Profbee: I have a whole cocktail of meds these day, including an antidepressant I started this month that has made things worse, as far as I can tell. I have never taken an antidepressant in my life, and prior to the cancer diagnosis, I can't remember the last prescription I took except an antibiotic for an ear infection years ago. So this is all new.

I just learned that Taxotere contails polysorbate 60, among other things. Ack! I avoided all things chemical, never consumed a single preservative, artificial color, artificial flavor, artificial sweetener, HFCS, hydrogenated oil, no chemicals whatsoever. Now I am pumped to the gills with chemicals, drugs, and other assorted garbage. I am sure that is part of what is wrong with me lately is that I am poisoned and drugged.

Suzy: That picture of you totally make me smile. I believe I own the exact same skirt that you bought and are modeling in that photo. It is one of my favorites.

BernieEllen: Thanks for the support. Has chemo made your bipolar worse? And have you had to change medications to deal with it?

Hi windlass, chemo really knocked my bipolar.  The steroids sent me into a serious manic state.  When you go up then you come down so they upped my meds to cope.  It all levelled out fairly quickly and now i am back to normal - whatever that means. Anti depressants can take a while to kick in, sometimes the one you have been prescibed may not be the right one for you.  Take it slowly, do what your body tells you.  If you need to sleep or just want to be left alone or need to talk - what ever is right for you sweetheart.

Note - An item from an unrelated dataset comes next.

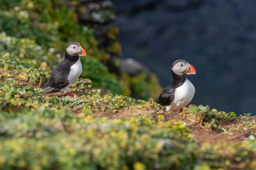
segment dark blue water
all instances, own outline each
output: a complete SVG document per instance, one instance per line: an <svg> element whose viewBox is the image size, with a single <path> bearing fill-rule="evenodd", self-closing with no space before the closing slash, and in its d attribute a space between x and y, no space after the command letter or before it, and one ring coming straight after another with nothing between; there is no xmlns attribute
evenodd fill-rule
<svg viewBox="0 0 256 170"><path fill-rule="evenodd" d="M165 87L173 62L195 68L192 103L256 114L256 1L112 1L124 58L140 61Z"/></svg>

We need to be selfish, to do what is right for us.  If people don't understand that - that is their problem.

Have a good safe weekend everyone

Lots of love 

Hi Seeay

I am also sick of the pink as it serves as an in my face reminder of all I have been through. The other day the docs office had Pink pens from the Susan G komen foundation to give away ans I thought Really? If people knew their donation were being spend on give away pens instead of finding a cure I am sure they would not be happy.

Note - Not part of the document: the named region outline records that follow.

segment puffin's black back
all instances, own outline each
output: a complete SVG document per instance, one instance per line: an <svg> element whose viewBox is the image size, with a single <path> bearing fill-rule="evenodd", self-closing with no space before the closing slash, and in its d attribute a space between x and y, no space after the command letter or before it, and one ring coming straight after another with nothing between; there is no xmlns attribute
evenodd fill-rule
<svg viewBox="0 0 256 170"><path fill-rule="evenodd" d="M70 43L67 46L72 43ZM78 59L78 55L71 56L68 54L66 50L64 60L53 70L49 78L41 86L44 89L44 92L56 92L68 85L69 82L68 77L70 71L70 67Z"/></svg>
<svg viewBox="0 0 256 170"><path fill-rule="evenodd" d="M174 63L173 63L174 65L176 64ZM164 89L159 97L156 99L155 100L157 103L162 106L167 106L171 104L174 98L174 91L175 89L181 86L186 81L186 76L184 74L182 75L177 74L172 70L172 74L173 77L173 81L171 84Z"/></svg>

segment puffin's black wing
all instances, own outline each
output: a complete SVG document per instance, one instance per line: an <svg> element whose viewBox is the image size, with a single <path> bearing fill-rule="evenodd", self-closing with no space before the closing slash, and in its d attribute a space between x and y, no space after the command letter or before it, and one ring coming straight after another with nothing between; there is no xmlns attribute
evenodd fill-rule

On a bright note, the 30 lbs I gained while not eating on chemo has come off. I do work out everyday but just a 20 minuet one I found on the on live website Exercises TV. Its free and you can select from many. I do the incredible abs one.

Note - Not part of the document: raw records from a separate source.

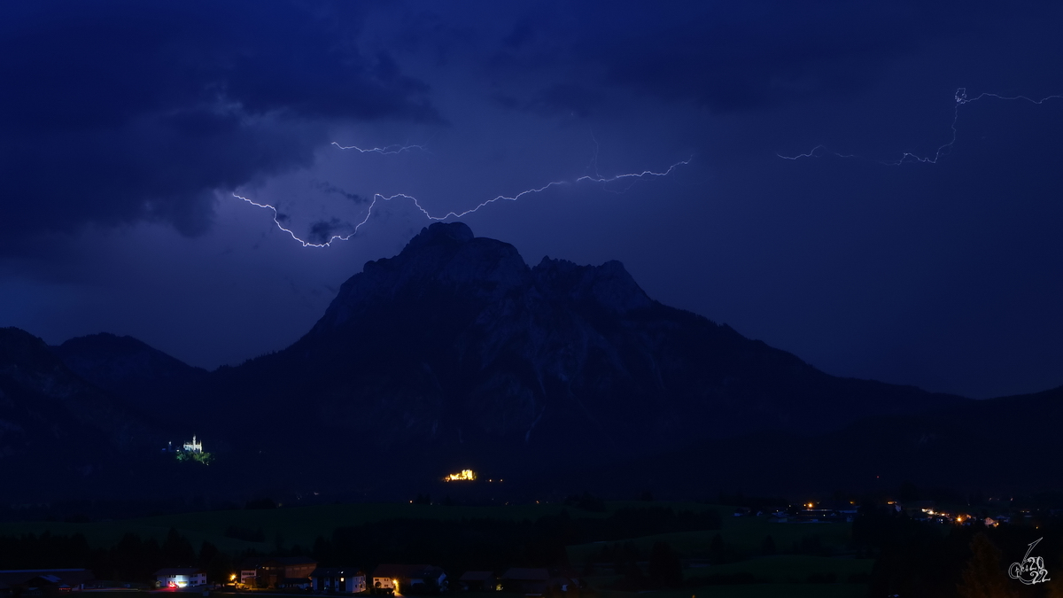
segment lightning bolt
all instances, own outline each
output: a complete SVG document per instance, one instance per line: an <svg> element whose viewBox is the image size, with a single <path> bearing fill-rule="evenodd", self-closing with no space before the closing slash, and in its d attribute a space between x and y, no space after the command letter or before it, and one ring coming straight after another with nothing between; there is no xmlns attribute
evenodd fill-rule
<svg viewBox="0 0 1063 598"><path fill-rule="evenodd" d="M942 144L941 146L939 146L938 150L932 155L921 156L921 155L917 155L917 154L912 153L910 151L906 151L906 152L904 152L904 153L900 154L900 159L899 160L894 160L892 162L882 162L882 161L879 161L879 162L882 162L882 164L887 164L887 165L890 165L890 166L900 166L905 162L919 162L919 163L923 163L923 164L937 164L938 161L941 160L942 157L944 157L945 155L947 155L948 152L952 149L952 146L956 145L956 138L957 138L957 135L959 134L959 132L956 129L956 124L960 120L960 106L965 105L965 104L969 104L971 102L976 102L976 101L978 101L978 100L980 100L982 98L995 98L997 100L1025 100L1025 101L1030 102L1032 104L1041 105L1041 104L1045 103L1048 100L1063 99L1063 95L1045 96L1044 98L1041 98L1040 100L1034 100L1033 98L1029 98L1027 96L1001 96L999 94L983 93L983 94L980 94L980 95L978 95L978 96L976 96L974 98L971 98L971 97L967 97L967 88L966 87L960 87L959 89L956 90L956 96L955 96L956 104L952 107L952 124L951 124L952 136L951 136L951 138L947 143ZM779 157L781 157L783 160L800 160L803 157L819 157L820 155L823 155L825 153L833 154L833 155L836 155L838 157L859 157L858 155L854 155L854 154L842 154L842 153L836 152L833 150L828 149L826 146L824 146L822 144L819 145L819 146L815 146L814 148L812 148L811 150L809 150L809 151L807 151L805 153L799 153L797 155L782 155L781 153L776 153L775 155L777 155L777 156L779 156Z"/></svg>
<svg viewBox="0 0 1063 598"><path fill-rule="evenodd" d="M427 149L425 149L424 146L418 146L418 145L400 146L399 144L393 144L393 145L390 145L390 146L384 146L383 148L366 148L366 149L359 148L358 146L341 146L341 145L337 144L336 142L333 142L332 145L334 145L334 146L336 146L336 147L338 147L339 149L342 149L342 150L353 149L353 150L355 150L355 151L357 151L359 153L379 153L379 154L383 154L383 155L390 155L390 154L393 154L393 153L402 153L404 151L410 151L410 150L415 150L415 149L419 149L421 151L428 151Z"/></svg>
<svg viewBox="0 0 1063 598"><path fill-rule="evenodd" d="M400 149L400 150L384 151L387 148L373 148L373 149L366 149L366 150L364 150L364 149L360 149L360 148L356 148L354 146L343 147L343 146L340 146L339 144L337 144L335 142L333 142L333 145L335 145L336 147L338 147L340 149L357 149L361 153L367 153L367 152L399 153L400 151L405 151L405 150L407 150L409 148L420 148L420 146L402 146L402 149ZM388 148L394 148L394 147L399 147L399 146L388 146ZM420 148L420 149L423 150L423 148ZM328 239L325 240L325 242L323 242L323 243L314 243L313 240L306 240L306 239L300 238L299 235L297 235L294 233L294 231L292 231L291 229L286 228L284 226L284 223L282 222L282 220L285 219L285 218L281 215L281 213L277 211L277 209L276 209L275 205L272 205L272 204L269 204L269 203L259 203L257 201L254 201L254 200L249 199L247 197L243 197L241 195L237 195L235 192L233 192L233 197L235 197L237 199L241 199L241 200L250 203L251 205L254 205L255 207L261 207L264 210L270 210L270 211L272 211L273 212L273 223L276 225L276 228L279 228L282 231L288 233L288 235L290 235L292 239L294 239L294 240L299 242L300 244L302 244L303 247L330 247L333 243L335 243L337 240L349 240L351 237L353 237L355 234L357 234L358 230L362 227L362 225L365 225L366 222L369 221L369 217L372 216L372 214L373 214L373 207L376 206L377 202L392 201L392 200L395 200L395 199L408 200L428 220L445 220L448 218L461 218L462 216L467 216L469 214L472 214L473 212L476 212L479 209L485 207L487 205L490 205L492 203L495 203L497 201L517 201L517 200L521 199L522 197L525 197L525 196L528 196L528 195L535 195L535 194L543 193L543 192L545 192L545 190L547 190L547 189L550 189L552 187L557 187L557 186L562 186L562 185L575 185L575 184L579 184L579 183L597 183L597 184L603 184L604 185L604 184L613 183L613 182L618 182L618 181L624 181L624 182L631 182L631 183L634 183L634 182L636 182L638 180L646 179L646 178L668 177L676 168L678 168L680 166L686 166L686 165L690 164L690 162L692 160L693 160L693 156L688 157L687 160L684 160L684 161L680 161L680 162L676 162L675 164L669 166L667 169L664 169L662 171L643 170L641 172L628 172L628 173L624 173L624 175L617 175L617 176L613 176L613 177L602 177L602 176L600 176L600 175L597 175L595 172L594 176L586 175L586 176L579 177L577 179L572 179L572 180L552 181L552 182L546 183L545 185L542 185L540 187L533 187L533 188L524 189L524 190L522 190L522 192L520 192L520 193L518 193L516 195L512 195L512 196L505 196L505 195L495 196L495 197L493 197L491 199L488 199L488 200L485 200L485 201L478 203L474 207L470 207L469 210L466 210L466 211L462 211L462 212L448 212L446 214L443 214L441 216L434 215L431 212L428 212L423 205L421 205L421 202L418 201L418 199L416 197L411 196L411 195L407 195L407 194L404 194L404 193L398 193L398 194L390 195L390 196L384 196L382 194L373 194L373 201L369 204L369 207L366 210L366 217L362 218L362 220L360 222L358 222L358 223L356 223L354 226L354 230L350 234L345 234L345 235L343 235L343 234L334 234L334 235L330 236ZM624 190L626 190L626 188ZM620 193L622 193L622 192L620 192Z"/></svg>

Hi to everyone, nearly finished rads only 6 more to do.  A bit singed now.  Chemo head seems to be settling down, just the occasional metallic taste.  Still very tired.  Hair growing and eybrows are back

Hi Merilee, will be finished next tuesday.  Day off today for Bank Holiday.  

Bernie, One week

My Doc allowed me to have 2 treatments one day as long as they were 8 hours apart. It might be worth asking so you don't have to wait for the holiday. I went in at 7am and then again at 4pm . this was allowed to make up for a day when the machine was down.

Hi Sarah, it's not an easy road sweetheart.  thinking of you.  Big hugs

Bernie 

Hey Sarah!  I'll be finishing my AC tomorrow--woot woot--and then starting Tamoxifin and Herceptin in a few weeks.  My docs have told me I really shouldn't feel much SEs at all.  I'm going to stupidly believe them until my body tells me otherwise!  

Let's hope it's true since the Herceptin is for a year and the Tamoxifin is five years!  

We'll muddle through together.  

Yay Bernie!  Tuesday woot woot!! 

ProfBee that is awesome, you have made it!